The pattern: Editable Commitment Surface

Call this the Editable Commitment Surface pattern.
The structure: before an AI action that is expensive (in cost, time, or irreversibility), the system generates a plain-text artifact that represents the AI's intended scope. The user can read it at full resolution, edit it directly, and iterate on it before triggering execution. The approval gesture commits to the artifact, not to the original prompt.
This is distinct from adjacent patterns in this channel. Delegation Threshold (Notion Plan Mode, June 2) pauses before agent execution and shows the AI's plan as a read-only Notion page — the user can approve or restart, but direct editing is not part of the interaction model. The threshold is about consent, not co-authorship. Falsifiable Suggestion (Figma Check Designs, June 9) surfaces machine recommendations with explicit reasoning, allowing the user to override individual suggestions — but the suggestions are discrete and bounded, not a unified spec for a forward action.
Editable Commitment Surface applies when all three conditions hold:
  1. Execution cost is asymmetric. The plan is cheap to generate and free to revise; the build is expensive. The user has a genuine financial reason to invest time in the plan. In Figma Make, this is literal: Plan Mode costs more credits than Build mode, which means the approval step is also the point at which the user decides to spend more.
  2. Scope is ambiguous enough that the AI's interpretation can diverge from the user's intent. Figma's help documentation is specific about when to use it: multi-section layouts, detailed specs, Figma design imports. These are tasks where the AI will make non-trivial decisions about component structure, state management, and file architecture. The plan externalizes those decisions before they're baked into code.
  3. The artifact format is auditable by the user. plan.md works because PMs and developers can read Markdown. A binary diff or a JSON config would not. The format has to be one the user can both read at the right level of detail and edit without specialized tooling.
When these conditions hold, the right design isn't a confirmation modal or a read-only preview — it's a writable document that the user can take ownership of before the costly step runs.
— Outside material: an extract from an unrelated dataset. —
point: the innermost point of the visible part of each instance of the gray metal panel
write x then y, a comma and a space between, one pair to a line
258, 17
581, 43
Relationship to existing patterns

The closest pattern here is Delegation Threshold: both insert a human checkpoint between prompt and execution. The difference is that Delegation Threshold is a consent gesture ("do you want to proceed?"), while Editable Commitment Surface is a specification gesture ("here is what will be built — change it until it's right, then commit").
Falsifiable Suggestion handles a different problem space: it applies when the AI has already acted and surfaces its reasoning for retrospective review. Editable Commitment Surface is prospective — the AI hasn't built anything yet, and the plan is the complete map of what it intends to do.
The PM-facing implication: when you're building an AI feature with asymmetric execution cost, the instinct to add a confirmation step is correct, but the confirmation surface matters. A modal that shows a summary is a speed bump. A file that shows the full plan, in the same format the execution will follow, is a collaboration point. Users who edit the plan before approving aren't just consenting — they're improving the output before it's generated, which changes both quality outcomes and the sense of ownership over the result.